Author: Jonty Skrufff
Monday, May 9, 2005
Bootlegs of the Sisters Of Mercy's underground anthem Alice popped up in London record shops this week, suggesting the massively influential Goth legends could be about to become the latest early 80s club pioneers to enjoy a career reappraisal.

Sources at one shop confidently insisted Soulwax are behind the track though the Low Power alias means in reality anybody could have made the high energy remake.

Despite being regularly ridiculed by mainstream media, as the Goth movement they helped inspire ossified beyond belief, the highly experimental rock band were one of the first to rely totally on drum machines, creating dance floor friendly rock music that dominated early 80s new wave clubs from London to New York and beyond.

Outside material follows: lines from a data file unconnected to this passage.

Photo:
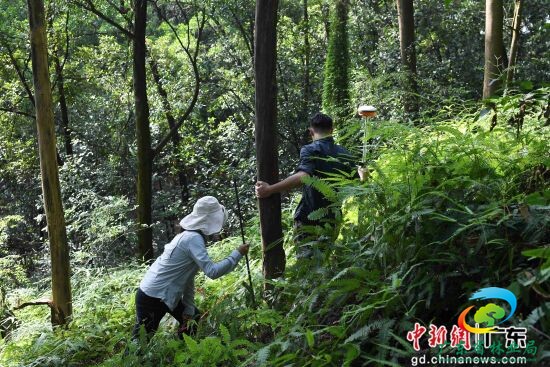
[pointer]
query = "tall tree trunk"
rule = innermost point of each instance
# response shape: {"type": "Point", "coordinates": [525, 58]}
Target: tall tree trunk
{"type": "Point", "coordinates": [405, 12]}
{"type": "Point", "coordinates": [494, 47]}
{"type": "Point", "coordinates": [336, 73]}
{"type": "Point", "coordinates": [307, 52]}
{"type": "Point", "coordinates": [514, 44]}
{"type": "Point", "coordinates": [176, 138]}
{"type": "Point", "coordinates": [265, 61]}
{"type": "Point", "coordinates": [61, 284]}
{"type": "Point", "coordinates": [143, 135]}
{"type": "Point", "coordinates": [66, 131]}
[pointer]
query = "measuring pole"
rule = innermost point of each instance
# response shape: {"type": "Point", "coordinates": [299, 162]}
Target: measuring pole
{"type": "Point", "coordinates": [239, 214]}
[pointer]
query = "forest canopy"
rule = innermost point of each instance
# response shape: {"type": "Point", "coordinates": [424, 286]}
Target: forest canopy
{"type": "Point", "coordinates": [116, 116]}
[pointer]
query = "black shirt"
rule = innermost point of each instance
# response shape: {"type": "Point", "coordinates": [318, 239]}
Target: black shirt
{"type": "Point", "coordinates": [322, 158]}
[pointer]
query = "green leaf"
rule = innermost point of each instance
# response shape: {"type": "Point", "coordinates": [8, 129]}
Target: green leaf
{"type": "Point", "coordinates": [310, 338]}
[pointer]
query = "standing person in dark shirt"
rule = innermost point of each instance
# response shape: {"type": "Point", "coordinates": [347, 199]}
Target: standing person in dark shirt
{"type": "Point", "coordinates": [321, 159]}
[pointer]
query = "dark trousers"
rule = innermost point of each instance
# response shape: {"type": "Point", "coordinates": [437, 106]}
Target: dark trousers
{"type": "Point", "coordinates": [150, 310]}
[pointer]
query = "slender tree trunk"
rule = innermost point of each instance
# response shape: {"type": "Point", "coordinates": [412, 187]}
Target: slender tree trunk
{"type": "Point", "coordinates": [61, 285]}
{"type": "Point", "coordinates": [336, 74]}
{"type": "Point", "coordinates": [176, 138]}
{"type": "Point", "coordinates": [494, 47]}
{"type": "Point", "coordinates": [63, 107]}
{"type": "Point", "coordinates": [265, 62]}
{"type": "Point", "coordinates": [514, 44]}
{"type": "Point", "coordinates": [143, 135]}
{"type": "Point", "coordinates": [405, 11]}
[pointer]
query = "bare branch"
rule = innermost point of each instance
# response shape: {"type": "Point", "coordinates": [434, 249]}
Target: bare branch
{"type": "Point", "coordinates": [193, 60]}
{"type": "Point", "coordinates": [89, 5]}
{"type": "Point", "coordinates": [47, 302]}
{"type": "Point", "coordinates": [18, 70]}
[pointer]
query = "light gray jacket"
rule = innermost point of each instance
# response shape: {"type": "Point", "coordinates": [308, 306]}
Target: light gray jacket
{"type": "Point", "coordinates": [172, 275]}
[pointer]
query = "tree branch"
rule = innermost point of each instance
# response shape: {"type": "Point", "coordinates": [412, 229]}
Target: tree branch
{"type": "Point", "coordinates": [19, 72]}
{"type": "Point", "coordinates": [193, 60]}
{"type": "Point", "coordinates": [47, 302]}
{"type": "Point", "coordinates": [89, 5]}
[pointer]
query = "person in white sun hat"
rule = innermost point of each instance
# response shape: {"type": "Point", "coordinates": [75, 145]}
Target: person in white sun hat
{"type": "Point", "coordinates": [169, 284]}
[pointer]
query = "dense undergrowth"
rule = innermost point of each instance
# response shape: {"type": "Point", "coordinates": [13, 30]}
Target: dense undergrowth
{"type": "Point", "coordinates": [449, 208]}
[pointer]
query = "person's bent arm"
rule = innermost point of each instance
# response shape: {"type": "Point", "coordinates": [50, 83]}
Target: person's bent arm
{"type": "Point", "coordinates": [211, 269]}
{"type": "Point", "coordinates": [263, 189]}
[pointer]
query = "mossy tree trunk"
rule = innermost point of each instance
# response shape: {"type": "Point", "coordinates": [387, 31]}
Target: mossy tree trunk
{"type": "Point", "coordinates": [265, 61]}
{"type": "Point", "coordinates": [514, 44]}
{"type": "Point", "coordinates": [57, 234]}
{"type": "Point", "coordinates": [494, 47]}
{"type": "Point", "coordinates": [405, 12]}
{"type": "Point", "coordinates": [143, 134]}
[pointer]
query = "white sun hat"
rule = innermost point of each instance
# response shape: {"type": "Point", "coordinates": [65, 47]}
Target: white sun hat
{"type": "Point", "coordinates": [208, 216]}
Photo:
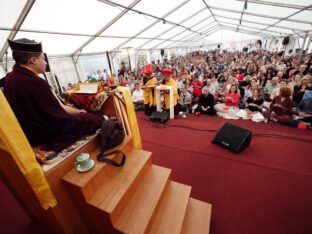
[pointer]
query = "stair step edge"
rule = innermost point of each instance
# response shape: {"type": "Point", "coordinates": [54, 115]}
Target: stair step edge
{"type": "Point", "coordinates": [136, 216]}
{"type": "Point", "coordinates": [172, 210]}
{"type": "Point", "coordinates": [110, 194]}
{"type": "Point", "coordinates": [78, 179]}
{"type": "Point", "coordinates": [197, 218]}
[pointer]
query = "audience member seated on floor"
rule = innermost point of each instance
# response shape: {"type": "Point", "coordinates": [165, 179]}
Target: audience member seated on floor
{"type": "Point", "coordinates": [43, 118]}
{"type": "Point", "coordinates": [189, 87]}
{"type": "Point", "coordinates": [276, 92]}
{"type": "Point", "coordinates": [248, 90]}
{"type": "Point", "coordinates": [269, 87]}
{"type": "Point", "coordinates": [229, 108]}
{"type": "Point", "coordinates": [281, 107]}
{"type": "Point", "coordinates": [296, 81]}
{"type": "Point", "coordinates": [253, 107]}
{"type": "Point", "coordinates": [206, 103]}
{"type": "Point", "coordinates": [185, 101]}
{"type": "Point", "coordinates": [149, 93]}
{"type": "Point", "coordinates": [304, 108]}
{"type": "Point", "coordinates": [168, 81]}
{"type": "Point", "coordinates": [137, 97]}
{"type": "Point", "coordinates": [197, 88]}
{"type": "Point", "coordinates": [300, 90]}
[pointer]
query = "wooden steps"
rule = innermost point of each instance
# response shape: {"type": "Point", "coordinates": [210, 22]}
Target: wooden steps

Chatting to Jonty Skrufff in 1994 highly elusive Sisters mainman Andrew Eldritch admitted he developed a taste for "stupidly minimal and really daft' techno that used the same Roland 808 machines, though revealed he was less keen on the club culture that came with it.

"I don't take the right drugs to deal with the loud music and the crowds at raves, I'm basically still the same guy who left university and I don't feel comfortable in large crowds, they worry me and they make me nervous," he admitted.

"There are crucial barriers. A speed (amphetamine) person wouldn't do things in a large crowd which an ecstasy person would be perfectly happy doing. I think there are crucial differences, particularly that whole "I love everybody idea'. I really can't handle that," he explained.